Geometric probability question

The concavity test on the web page looks fine. All I can see that would make things fail is if there were some issue with how your random points were being generated or if there were some flaw in the counting code that was not transcribed to the web page code.

The code you posted looks correct; I ran a Perl script with that convexity check and got the right result (231704/1000000 ~ 25/108). How about the rest of the code? What’s the range of your RNG? Any chance of the cross product overflowing an int? (Does it work if you change the x and y coordinates to doubles?)

The right result should be 25/36, not 25/108.

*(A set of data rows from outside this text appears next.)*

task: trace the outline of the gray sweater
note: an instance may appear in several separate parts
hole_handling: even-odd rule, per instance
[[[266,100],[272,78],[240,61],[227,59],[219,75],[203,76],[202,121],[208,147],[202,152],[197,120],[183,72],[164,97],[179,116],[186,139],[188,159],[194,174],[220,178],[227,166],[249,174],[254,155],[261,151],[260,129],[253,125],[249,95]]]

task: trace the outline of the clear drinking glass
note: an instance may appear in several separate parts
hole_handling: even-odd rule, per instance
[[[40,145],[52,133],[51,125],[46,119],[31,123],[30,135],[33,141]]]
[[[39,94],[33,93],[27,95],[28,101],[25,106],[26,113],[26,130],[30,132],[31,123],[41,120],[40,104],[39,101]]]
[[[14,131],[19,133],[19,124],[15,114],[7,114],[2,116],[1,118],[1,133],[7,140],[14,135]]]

Yes, but I ran ntucker’s posted algorithm without permuting the order of the points. Only 1/3 of the time is the chosen ordering a correct order (as discussed above), so the “correct” result is 25/36/3=25/108. ntucker seems to be getting 1/6, for unknown reasons.

Big duh. My random range was way too high and the cross product calculation was overflowing very frequently. The odd part was how that resulted in such a round number for success rate (50%).

Results with new random number generator:
convex = 69449805 out of 100000000 (69.4498%)

As stated, this query has a serious problem: 0- and 1-dimensional subsets of a 2-dimensional plane have zero probability mass under conventional probability measures, in particular when “at random” means the uniform distribution.

Now, replace that “plane” with a discrete set of points, and you’re in business…

I don’t see that as a problem. You’re picking four points from a plane, and considering the segments formed by them.

Or, to make clearer that we’re not asking about the probability of any 0- or 1-dimensional region: The sample space is 8-dimensional (the collection of lists of 4 points chosen from our plane figure) and the probability distribution is uniform. Within this 8-dimensional space is an 8-dimensional region consisting of those lists of points forming the corners of a convex quadrilateral. It’s the measure of that region that’s being calculated.